Sesja 17: Potoki CI/CD dla rozwiązań AI
MLOps i automatyzacja deployment
🎯 Cele sesji
- Implementacja CI/CD pipelines dla projektów ML
- Azure DevOps dla automatyzacji MLOps
- Model deployment strategies (blue-green, canary)
- Automated testing dla ML systems
🔄 MLOps Pipeline Architecture
CI/CD dla Machine Learning
CODE COMMIT → AUTOMATED TESTING → MODEL TRAINING → MODEL VALIDATION → DEPLOYMENT
↓ ↓ ↓ ↓ ↓
VERSION CTRL → DATA VALIDATION → EXPERIMENT TRACKING → QUALITY GATES → MONITORING
Kluczowe komponenty:
- Source Control - kod, data versioning, model registry
- Automated Testing - unit tests, data validation, model tests
- Training Pipeline - automated retraining, hyperparameter optimization
- Model Validation - performance benchmarking, bias testing
- Deployment - containerization, blue-green deployments
Azure DevOps dla ML
# azure-pipelines.yml dla ML project
trigger:
branches:
include:
- main
- develop
paths:
include:
- src/
- data/
- models/
variables:
azureServiceConnection: 'azure-ml-service-connection'
workspaceName: 'ai-workshop-workspace'
experimentName: 'production-model-training'
stages:
- stage: DataValidation
displayName: 'Data Quality Validation'
jobs:
- job: ValidateData
displayName: 'Validate Training Data'
pool:
vmImage: 'ubuntu-latest'
steps:
- task: UsePythonVersion@0
inputs:
versionSpec: '3.9'
- script: |
pip install -r requirements.txt
python scripts/validate_data.py --data-path $(dataPath)

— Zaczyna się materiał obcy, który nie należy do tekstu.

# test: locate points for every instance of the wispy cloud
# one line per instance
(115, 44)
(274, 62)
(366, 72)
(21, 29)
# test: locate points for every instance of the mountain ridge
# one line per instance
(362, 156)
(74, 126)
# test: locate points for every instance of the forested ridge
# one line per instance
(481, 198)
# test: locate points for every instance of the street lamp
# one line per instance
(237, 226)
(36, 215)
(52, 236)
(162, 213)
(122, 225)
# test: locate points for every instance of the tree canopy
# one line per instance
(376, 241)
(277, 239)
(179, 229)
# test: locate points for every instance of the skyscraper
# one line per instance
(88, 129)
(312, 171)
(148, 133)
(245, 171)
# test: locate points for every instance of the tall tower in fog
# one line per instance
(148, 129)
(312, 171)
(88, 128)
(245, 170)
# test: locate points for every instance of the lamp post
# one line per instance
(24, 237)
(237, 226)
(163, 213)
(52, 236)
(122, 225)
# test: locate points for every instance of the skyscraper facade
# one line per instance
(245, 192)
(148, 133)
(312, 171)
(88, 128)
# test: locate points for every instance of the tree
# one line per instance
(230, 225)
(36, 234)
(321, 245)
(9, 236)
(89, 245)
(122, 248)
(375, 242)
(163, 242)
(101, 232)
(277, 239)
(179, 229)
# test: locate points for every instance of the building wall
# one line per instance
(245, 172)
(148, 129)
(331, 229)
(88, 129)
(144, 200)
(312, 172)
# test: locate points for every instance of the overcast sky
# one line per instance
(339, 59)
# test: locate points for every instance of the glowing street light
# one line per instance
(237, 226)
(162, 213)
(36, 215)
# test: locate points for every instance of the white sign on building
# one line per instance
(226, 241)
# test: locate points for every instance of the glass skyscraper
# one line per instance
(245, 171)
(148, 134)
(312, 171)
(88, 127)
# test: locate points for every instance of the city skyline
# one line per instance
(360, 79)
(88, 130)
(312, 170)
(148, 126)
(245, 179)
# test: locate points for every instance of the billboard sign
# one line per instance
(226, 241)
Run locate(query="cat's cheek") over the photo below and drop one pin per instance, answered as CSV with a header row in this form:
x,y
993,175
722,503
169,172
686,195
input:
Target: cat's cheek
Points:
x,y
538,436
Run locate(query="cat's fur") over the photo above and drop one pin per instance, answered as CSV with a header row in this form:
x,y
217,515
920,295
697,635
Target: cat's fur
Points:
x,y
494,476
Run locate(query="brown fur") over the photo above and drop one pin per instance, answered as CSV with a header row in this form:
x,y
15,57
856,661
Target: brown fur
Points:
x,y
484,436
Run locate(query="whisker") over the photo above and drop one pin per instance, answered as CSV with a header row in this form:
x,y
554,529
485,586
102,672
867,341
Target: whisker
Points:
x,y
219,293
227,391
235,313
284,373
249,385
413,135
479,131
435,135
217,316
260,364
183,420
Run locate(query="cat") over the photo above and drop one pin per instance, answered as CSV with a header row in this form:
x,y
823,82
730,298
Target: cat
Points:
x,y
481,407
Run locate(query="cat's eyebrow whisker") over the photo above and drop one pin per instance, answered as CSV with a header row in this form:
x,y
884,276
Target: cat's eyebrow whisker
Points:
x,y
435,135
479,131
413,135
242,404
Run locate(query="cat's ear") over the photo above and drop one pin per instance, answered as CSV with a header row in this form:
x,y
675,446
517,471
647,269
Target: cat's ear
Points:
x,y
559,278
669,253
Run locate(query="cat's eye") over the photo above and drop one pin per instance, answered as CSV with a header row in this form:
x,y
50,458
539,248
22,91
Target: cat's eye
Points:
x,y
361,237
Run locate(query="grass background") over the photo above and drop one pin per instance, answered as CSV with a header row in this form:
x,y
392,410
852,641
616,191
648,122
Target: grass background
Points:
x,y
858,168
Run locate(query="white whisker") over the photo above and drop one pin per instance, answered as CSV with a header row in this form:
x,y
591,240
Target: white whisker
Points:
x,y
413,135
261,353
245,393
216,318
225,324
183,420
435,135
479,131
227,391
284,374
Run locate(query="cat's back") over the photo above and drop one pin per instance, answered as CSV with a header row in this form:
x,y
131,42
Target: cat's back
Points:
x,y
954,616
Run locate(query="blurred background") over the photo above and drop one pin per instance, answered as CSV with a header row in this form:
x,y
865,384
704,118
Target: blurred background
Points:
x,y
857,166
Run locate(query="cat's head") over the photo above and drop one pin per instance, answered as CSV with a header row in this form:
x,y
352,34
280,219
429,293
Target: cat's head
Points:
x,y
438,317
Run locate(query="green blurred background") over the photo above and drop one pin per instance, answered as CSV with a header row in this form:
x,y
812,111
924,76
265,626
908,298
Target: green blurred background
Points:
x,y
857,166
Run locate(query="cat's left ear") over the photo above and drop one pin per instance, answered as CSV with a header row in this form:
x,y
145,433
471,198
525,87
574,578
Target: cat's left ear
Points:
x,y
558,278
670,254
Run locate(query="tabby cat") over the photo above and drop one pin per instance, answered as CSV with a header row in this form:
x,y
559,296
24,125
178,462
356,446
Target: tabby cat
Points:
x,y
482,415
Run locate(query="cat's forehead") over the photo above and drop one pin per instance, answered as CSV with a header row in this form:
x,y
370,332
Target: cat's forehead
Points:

displayName: 'Run Data Validation'
- task: PublishTestResults@2
inputs:
testResultsFiles: 'data-validation-results.xml'
- stage: ModelTraining
displayName: 'Model Training & Evaluation'
dependsOn: DataValidation
condition: succeeded()
jobs:
- job: TrainModel
displayName: 'Train and Evaluate Model'
pool:
vmImage: 'ubuntu-latest'
steps:
- task: AzureCLI@2
displayName: 'Train Model in Azure ML'
inputs:
azureSubscription: $(azureServiceConnection)
scriptType: 'bash'
scriptLocation: 'inlineScript'
inlineScript: |
az ml job create --file training-job.yml \
--workspace-name $(workspaceName)
- stage: ModelDeployment
displayName: 'Model Deployment'
dependsOn: ModelTraining
condition: and(succeeded(), eq(variables['Build.SourceBranch'], 'refs/heads/main'))
jobs:
- deployment: DeployToStaging
displayName: 'Deploy to Staging'
environment: 'staging'
strategy:
runOnce:
deploy:
steps:
- task: AzureCLI@2
displayName: 'Deploy Model Endpoint'
inputs:
azureSubscription: $(azureServiceConnection)
scriptType: 'bash'
scriptLocation: 'inlineScript'
inlineScript: |
az ml online-endpoint create --file staging-endpoint.yml
az ml online-deployment create --file staging-deployment.yml
🚀 Model Deployment Strategies
Blue-Green Deployment
from azure.ai.ml import MLClient
from azure.ai.ml.entities import ManagedOnlineEndpoint, ManagedOnlineDeployment
class ModelDeploymentManager:
def __init__(self, ml_client):
self.ml_client = ml_client
async def blue_green_deployment(self, model_name, new_model_version, endpoint_name):
"""Blue-green deployment strategy"""
print(f"🔄 Starting blue-green deployment for {model_name}")
try:
# Get current deployment status
current_deployments = list(
self.ml_client.online_deployments.list(endpoint_name)
)
# Determine current and new deployment names
if current_deployments:
active_deployment = current_deployments[0].name
new_deployment = "green" if active_deployment == "blue" else "blue"
else:
active_deployment = None
new_deployment = "blue"
print(f"📊 Current: {active_deployment}, New: {new_deployment}")
# Create new deployment
deployment_config = ManagedOnlineDeployment(
name=new_deployment,
endpoint_name=endpoint_name,
model=f"{model_name}:{new_model_version}",
instance_type="Standard_DS3_v2",
instance_count=1,
request_settings={
"request_timeout_ms": 60000,
"max_concurrent_requests_per_instance": 1
},
liveness_probe={
"initial_delay": 10,
"period": 10,
"timeout": 2,
"failure_threshold": 30
}
)
# Deploy new version
print(f"🚀 Deploying {new_deployment}...")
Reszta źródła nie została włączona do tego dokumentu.